Judul artikel ini adalah pertanyaan yang banyak menggelayuti benak ibu-ibu zaman now. Bagaimana tidak? Ibu-ibu generasi digital ini menerima informasi yang begitu derasnya dari aktivis yang pro maupun yang kontra dengan imunisasi. Untungnya dulu ketika baru melahirkan anak pertama, saya belum punya facebook. Saya baru punya facebook setelah melahirkan anak kedua.
Eit, itu bukan berarti saya bebas dari kampanye aktivis anti imunisasi atau disebut antivaks. Sahabat saya menjadi satu-satunya teman bicara karena kami pakai kartu provider yang sama dan ada tarif murah Rp 1000 per jam pada masa itu. Kami pun sering curhat-curhatan. Rupanya sahabat saya ini aktivis antivaks. Saya ingat betul obrolan kami, yang kemudian memutus kebiasaan telepon-teleponan itu.

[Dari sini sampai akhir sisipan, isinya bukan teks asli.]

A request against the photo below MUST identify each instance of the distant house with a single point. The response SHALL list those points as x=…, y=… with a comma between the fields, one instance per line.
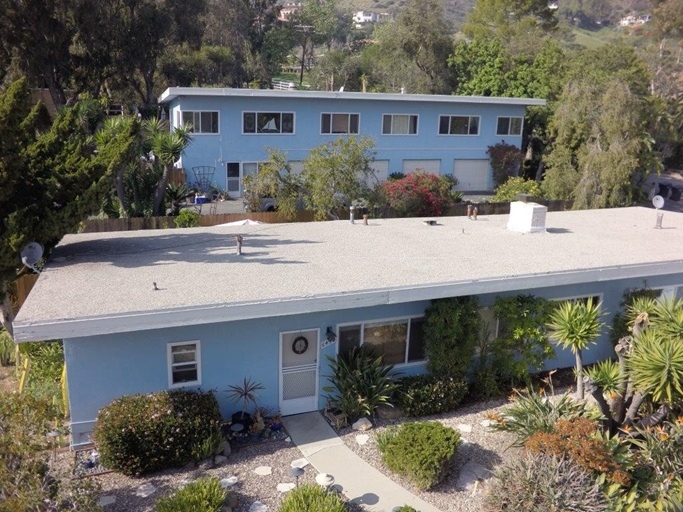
x=288, y=10
x=438, y=133
x=299, y=293
x=362, y=17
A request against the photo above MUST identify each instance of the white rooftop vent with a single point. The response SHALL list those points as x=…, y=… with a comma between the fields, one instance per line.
x=526, y=216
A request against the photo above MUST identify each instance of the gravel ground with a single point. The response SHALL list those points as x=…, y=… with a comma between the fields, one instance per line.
x=483, y=446
x=241, y=463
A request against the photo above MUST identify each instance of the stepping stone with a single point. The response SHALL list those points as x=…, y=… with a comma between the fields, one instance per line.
x=299, y=463
x=145, y=490
x=228, y=482
x=257, y=506
x=470, y=474
x=106, y=500
x=362, y=424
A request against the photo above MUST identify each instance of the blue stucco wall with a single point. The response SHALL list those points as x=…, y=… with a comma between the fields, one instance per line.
x=102, y=368
x=230, y=145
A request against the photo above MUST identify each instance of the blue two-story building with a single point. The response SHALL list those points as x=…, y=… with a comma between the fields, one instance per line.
x=440, y=134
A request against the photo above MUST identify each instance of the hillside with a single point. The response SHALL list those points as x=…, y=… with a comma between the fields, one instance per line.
x=583, y=14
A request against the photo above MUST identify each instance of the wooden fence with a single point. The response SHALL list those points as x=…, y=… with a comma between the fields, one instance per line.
x=138, y=223
x=22, y=287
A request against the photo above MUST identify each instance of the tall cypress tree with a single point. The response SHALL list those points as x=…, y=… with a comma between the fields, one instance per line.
x=52, y=176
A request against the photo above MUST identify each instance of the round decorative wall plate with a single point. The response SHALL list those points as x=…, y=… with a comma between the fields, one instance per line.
x=300, y=345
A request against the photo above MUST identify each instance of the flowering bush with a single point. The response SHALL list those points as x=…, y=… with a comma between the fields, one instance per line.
x=138, y=434
x=421, y=194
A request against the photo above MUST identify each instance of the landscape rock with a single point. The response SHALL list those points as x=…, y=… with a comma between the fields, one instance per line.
x=264, y=470
x=470, y=474
x=257, y=506
x=206, y=464
x=106, y=500
x=232, y=500
x=145, y=490
x=226, y=449
x=387, y=412
x=228, y=482
x=362, y=424
x=299, y=463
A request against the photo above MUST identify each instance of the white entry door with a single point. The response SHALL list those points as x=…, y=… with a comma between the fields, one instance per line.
x=299, y=371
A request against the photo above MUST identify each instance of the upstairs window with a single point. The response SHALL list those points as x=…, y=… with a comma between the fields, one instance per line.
x=509, y=126
x=339, y=123
x=200, y=121
x=184, y=364
x=459, y=125
x=397, y=341
x=399, y=124
x=268, y=122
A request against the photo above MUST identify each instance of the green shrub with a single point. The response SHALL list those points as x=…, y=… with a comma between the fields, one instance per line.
x=7, y=348
x=138, y=434
x=421, y=194
x=311, y=498
x=508, y=191
x=534, y=412
x=544, y=483
x=203, y=495
x=422, y=452
x=208, y=447
x=360, y=382
x=425, y=394
x=25, y=480
x=620, y=321
x=385, y=437
x=187, y=219
x=451, y=333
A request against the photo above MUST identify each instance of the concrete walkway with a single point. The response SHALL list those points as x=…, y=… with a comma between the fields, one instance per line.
x=359, y=481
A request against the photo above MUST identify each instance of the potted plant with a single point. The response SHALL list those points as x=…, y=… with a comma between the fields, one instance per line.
x=245, y=393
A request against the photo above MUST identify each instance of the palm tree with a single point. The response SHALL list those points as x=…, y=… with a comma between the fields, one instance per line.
x=167, y=148
x=576, y=325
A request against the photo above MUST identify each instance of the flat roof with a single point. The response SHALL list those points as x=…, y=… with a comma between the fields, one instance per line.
x=216, y=92
x=102, y=283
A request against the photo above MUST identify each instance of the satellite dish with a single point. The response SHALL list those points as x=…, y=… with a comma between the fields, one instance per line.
x=31, y=254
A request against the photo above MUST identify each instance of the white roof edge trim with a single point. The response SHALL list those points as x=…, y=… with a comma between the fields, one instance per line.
x=173, y=93
x=179, y=317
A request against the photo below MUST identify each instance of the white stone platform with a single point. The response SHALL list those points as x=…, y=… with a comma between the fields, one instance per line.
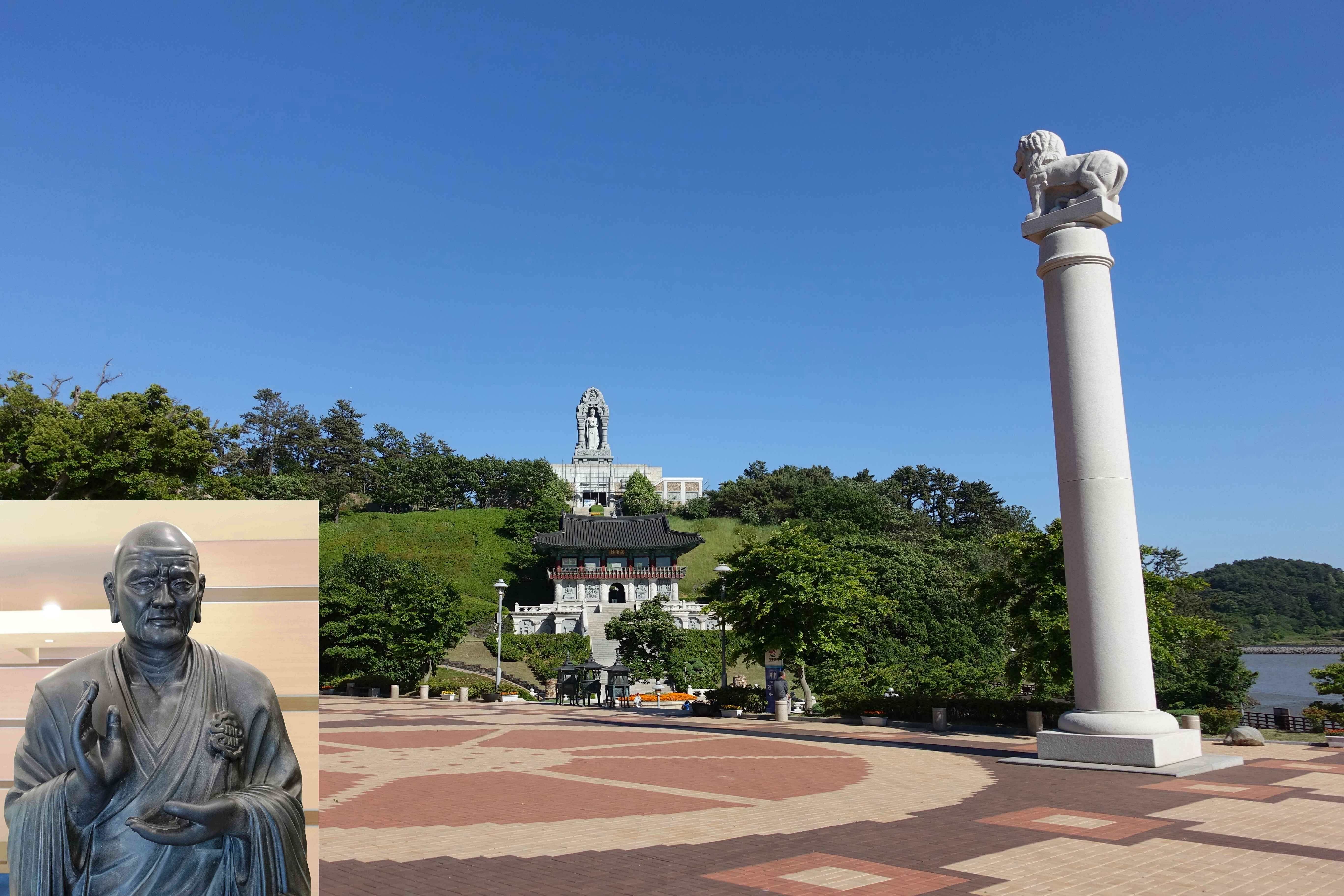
x=1197, y=766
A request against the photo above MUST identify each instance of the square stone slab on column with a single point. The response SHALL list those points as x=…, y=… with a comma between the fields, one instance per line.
x=1151, y=752
x=1100, y=213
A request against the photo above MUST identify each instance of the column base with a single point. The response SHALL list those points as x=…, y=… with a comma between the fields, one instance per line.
x=1148, y=752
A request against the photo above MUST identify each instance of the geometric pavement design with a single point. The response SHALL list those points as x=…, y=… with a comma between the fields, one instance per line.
x=486, y=798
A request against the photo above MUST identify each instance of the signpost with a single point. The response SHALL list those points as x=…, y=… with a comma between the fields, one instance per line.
x=773, y=667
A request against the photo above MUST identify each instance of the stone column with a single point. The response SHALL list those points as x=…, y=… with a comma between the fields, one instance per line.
x=1116, y=719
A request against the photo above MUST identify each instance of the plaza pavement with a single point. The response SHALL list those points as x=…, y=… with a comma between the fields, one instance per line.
x=523, y=798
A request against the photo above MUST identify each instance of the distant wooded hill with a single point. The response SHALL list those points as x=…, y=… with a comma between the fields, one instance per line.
x=1272, y=598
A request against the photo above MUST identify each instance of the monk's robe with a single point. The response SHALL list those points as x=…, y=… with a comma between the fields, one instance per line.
x=50, y=856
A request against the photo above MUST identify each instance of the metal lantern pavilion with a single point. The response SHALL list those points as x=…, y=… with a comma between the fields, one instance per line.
x=568, y=684
x=617, y=683
x=590, y=682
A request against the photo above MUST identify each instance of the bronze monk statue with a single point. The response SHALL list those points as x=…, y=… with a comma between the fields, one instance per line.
x=191, y=786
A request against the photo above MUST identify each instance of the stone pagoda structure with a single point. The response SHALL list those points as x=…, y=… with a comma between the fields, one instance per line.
x=603, y=565
x=593, y=476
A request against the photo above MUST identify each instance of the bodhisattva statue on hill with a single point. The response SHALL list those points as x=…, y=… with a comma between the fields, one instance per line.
x=191, y=786
x=592, y=437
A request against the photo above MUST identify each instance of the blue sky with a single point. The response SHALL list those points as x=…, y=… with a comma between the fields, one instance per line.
x=775, y=232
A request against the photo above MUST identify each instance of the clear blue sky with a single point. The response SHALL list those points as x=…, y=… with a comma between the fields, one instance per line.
x=780, y=232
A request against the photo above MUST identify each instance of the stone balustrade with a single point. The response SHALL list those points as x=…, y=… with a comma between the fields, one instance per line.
x=616, y=574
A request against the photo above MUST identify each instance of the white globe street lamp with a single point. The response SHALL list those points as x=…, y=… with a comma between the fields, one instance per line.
x=724, y=636
x=501, y=586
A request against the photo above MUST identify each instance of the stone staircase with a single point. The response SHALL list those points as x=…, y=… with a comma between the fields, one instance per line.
x=604, y=651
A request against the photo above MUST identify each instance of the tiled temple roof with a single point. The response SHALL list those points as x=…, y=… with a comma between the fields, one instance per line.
x=585, y=531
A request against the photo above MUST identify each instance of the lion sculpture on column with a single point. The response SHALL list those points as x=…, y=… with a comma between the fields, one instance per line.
x=1057, y=181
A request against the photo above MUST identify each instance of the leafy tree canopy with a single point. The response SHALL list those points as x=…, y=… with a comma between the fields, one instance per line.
x=640, y=496
x=126, y=447
x=384, y=618
x=1195, y=663
x=648, y=639
x=802, y=596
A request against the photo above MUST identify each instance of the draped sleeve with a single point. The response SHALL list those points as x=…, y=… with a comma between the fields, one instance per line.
x=272, y=859
x=43, y=847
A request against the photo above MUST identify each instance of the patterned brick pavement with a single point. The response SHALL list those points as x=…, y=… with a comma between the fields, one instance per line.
x=447, y=798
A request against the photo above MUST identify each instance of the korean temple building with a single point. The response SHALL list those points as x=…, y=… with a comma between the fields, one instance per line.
x=596, y=480
x=603, y=565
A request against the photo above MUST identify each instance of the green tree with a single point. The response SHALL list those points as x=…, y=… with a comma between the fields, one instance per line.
x=935, y=640
x=648, y=639
x=1195, y=663
x=385, y=618
x=639, y=496
x=1330, y=679
x=126, y=447
x=800, y=596
x=342, y=464
x=1030, y=586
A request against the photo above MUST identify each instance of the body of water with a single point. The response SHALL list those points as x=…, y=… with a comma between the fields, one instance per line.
x=1285, y=679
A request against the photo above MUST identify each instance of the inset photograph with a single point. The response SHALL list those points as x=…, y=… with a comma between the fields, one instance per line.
x=158, y=718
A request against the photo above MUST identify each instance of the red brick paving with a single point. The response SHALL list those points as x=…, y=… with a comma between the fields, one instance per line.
x=1116, y=828
x=773, y=780
x=771, y=876
x=498, y=797
x=334, y=782
x=725, y=747
x=1204, y=788
x=404, y=739
x=560, y=739
x=1315, y=765
x=923, y=844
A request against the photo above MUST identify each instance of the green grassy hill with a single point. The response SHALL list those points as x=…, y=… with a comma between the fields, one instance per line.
x=721, y=536
x=466, y=547
x=471, y=550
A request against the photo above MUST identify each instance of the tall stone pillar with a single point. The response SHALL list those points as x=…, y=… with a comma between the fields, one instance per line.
x=1116, y=719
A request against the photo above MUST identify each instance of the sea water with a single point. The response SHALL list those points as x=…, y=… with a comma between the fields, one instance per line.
x=1285, y=679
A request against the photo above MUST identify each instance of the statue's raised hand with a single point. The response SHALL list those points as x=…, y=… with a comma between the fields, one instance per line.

"La, anak kamu diimunisasi nggak?" dia bertanya.
"Iyalah. Masa enggak?"
Di sini, saya balik bertanya karena saya heran, memang ada anak yang tidak diimunisasi? Bukankah itu program wajib dari pemerintah? Jelas dong anak saya harus diimunisasi agar terhindar dari penyakit berbahaya yang bisa dicegah dengan imunisasi. Akan tetapi, sahabat saya melanjutkan orasinya yang membuat saya syok.
"Imunisasi itu konspirasi Yahudi, lho. Gunanya untuk melemahkan umat Islam...." sahabat saya mengutip isi buku seorang antivaks yang belakangan saya kenal setelah memiliki facebook.
Saya hanya bengong dan bingung. Eh, dari mana tiba-tiba imunisasi jadi program konspirasi Yahudi untuk melemahkan umat Islam? Ya lalu sahabat saya memberikan referensi tentang buku itu.
"Aku dan kakak-kakakku juga nggak diimunisasi tapi masih sehat sampai hari ini. Justru banyak penyakit orang zaman sekarang tuh akibat waktu kecilnya mereka diimunisasi," begitu kata sahabat saya.
Meskipun dia bicara panjang lebar, tetap saya tak bisa menerima. Secara logika saja, imunisasi ini program pemerintah. Masa pemerintah mau "membunuh" semua rakyatnya.
"Pemerintah kita itu zalim. Memang pemerintah mau membunuh umat Islam kok," dia bersikeras. Saat itu kami berbincang pada masa pemerintahan Susilo Bambang Yudhoyono, sekarang sudah masa Jokowi. Semuanya mendukung imunisasi meskipun berseberangan. Mereka juga beragama Islam. Jadi?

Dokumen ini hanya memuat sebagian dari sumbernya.